MathBench > Measurement

Straight Lines/ Standard Curves

Looking back

What you are practicing here is called calibration, or creating a standard curve. You need to do this when you use a spec.

Often, when you use a measuring tool, it has already been calibrated — for example, someone a long time ago figured out how to use the micropipettor to measure 10 microliters, 20 microliters, 30 microliters... and then that kind-hearted person created a volume indicator to make it easy for you to use the micropipettor. That means that you (being a person using the micropipettor) don't need to figure out every micropipettor all over again.

It's very convenient to have our measuring tools come precalibrated — that's why we use an electronic scale and graduated cylinders and so on. But not everything can be pre-calibrated. Sometimes the calibration has to depend either on environmental conditions or on the thing that you're trying to measure. In that case, you need to do the calibration yourself.

Specs, of course, don't come pre-calibrated. When you use a spectrophotometer, you need to calibrate it yourself. Why? Because there are thousands of different kinds solutions you could measure. Each one has its own extinction coefficient. This process of calibration is also called "creating a standard curve". That is "standard" as in something you can measure against, and "curve" as in a function drawn on a graph. The word curve is a little unfortunate, since straight lines are anything but curvy, but that's the word we use.

Once you have the standard curve, you can use it in one of two ways:

1. Figure out the function which represents that curve, and use that function to translate your measurements -- that's why you had to find "e".
2. Simply read the translation from the curve itself — this is faster but less accurate, plus you have to carry a graph around.

The reason I spent so much time on this is that biology (and science in general) is full of instruments that need to be calibrated and standard curves that need to be figured out. Once you understand the logic of what you're doing, all of the procedures make intuitive sense.

Just the facts, please

A graph representing a DIRECTLY PROPORTIONAL relationship is always a straight line passing through (0,0).

You can measure the slope of this graph by finding the value of y at x=1.

If that's not feasible, you can find the first feasible value of y, then divide by the value of x.

The slope of the graph is the same as the rate of change of y.

The relationship between light absorbed and gunk is directly proportional, and can be written as

OD = e c,

where OD=optical density, e=extinction coefficient (a rate), and c = concentration.

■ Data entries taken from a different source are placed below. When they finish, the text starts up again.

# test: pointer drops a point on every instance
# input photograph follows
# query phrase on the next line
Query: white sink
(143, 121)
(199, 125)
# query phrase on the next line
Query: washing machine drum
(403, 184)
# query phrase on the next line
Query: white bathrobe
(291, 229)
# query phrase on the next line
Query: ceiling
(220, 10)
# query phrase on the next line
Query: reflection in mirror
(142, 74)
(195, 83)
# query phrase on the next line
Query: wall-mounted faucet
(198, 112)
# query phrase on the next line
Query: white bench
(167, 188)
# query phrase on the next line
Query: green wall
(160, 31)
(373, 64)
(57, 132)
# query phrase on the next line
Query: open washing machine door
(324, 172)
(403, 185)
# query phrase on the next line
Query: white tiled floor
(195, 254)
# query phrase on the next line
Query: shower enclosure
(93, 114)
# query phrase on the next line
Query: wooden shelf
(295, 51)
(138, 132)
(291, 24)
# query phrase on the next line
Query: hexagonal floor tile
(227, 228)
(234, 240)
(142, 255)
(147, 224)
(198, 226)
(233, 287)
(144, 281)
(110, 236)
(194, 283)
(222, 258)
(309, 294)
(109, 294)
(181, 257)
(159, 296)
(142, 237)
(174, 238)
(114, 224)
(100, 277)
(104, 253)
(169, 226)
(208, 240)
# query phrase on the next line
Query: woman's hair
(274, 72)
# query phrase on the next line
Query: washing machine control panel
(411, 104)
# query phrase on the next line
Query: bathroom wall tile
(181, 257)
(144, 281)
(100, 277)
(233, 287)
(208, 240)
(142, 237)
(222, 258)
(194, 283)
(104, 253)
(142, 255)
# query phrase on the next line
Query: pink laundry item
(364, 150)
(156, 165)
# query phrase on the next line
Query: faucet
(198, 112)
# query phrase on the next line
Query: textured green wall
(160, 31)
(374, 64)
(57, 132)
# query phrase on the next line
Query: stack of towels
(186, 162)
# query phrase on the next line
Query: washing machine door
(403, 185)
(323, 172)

In order to calibrate a spec, you need to know the best wavelength to use, which generally is some wavelength other than the color of the solution being tested.

Once you know the wavelength, you need to create a series of different concentrations and measure the OD of each (with the spec).

You use this data to calculate "e" (the slope of the line).

Once you know e, you can solve the equation above for c, like this:

c = OD / e,

which allows you to measure the OD of any similar solution and calculate its concentration.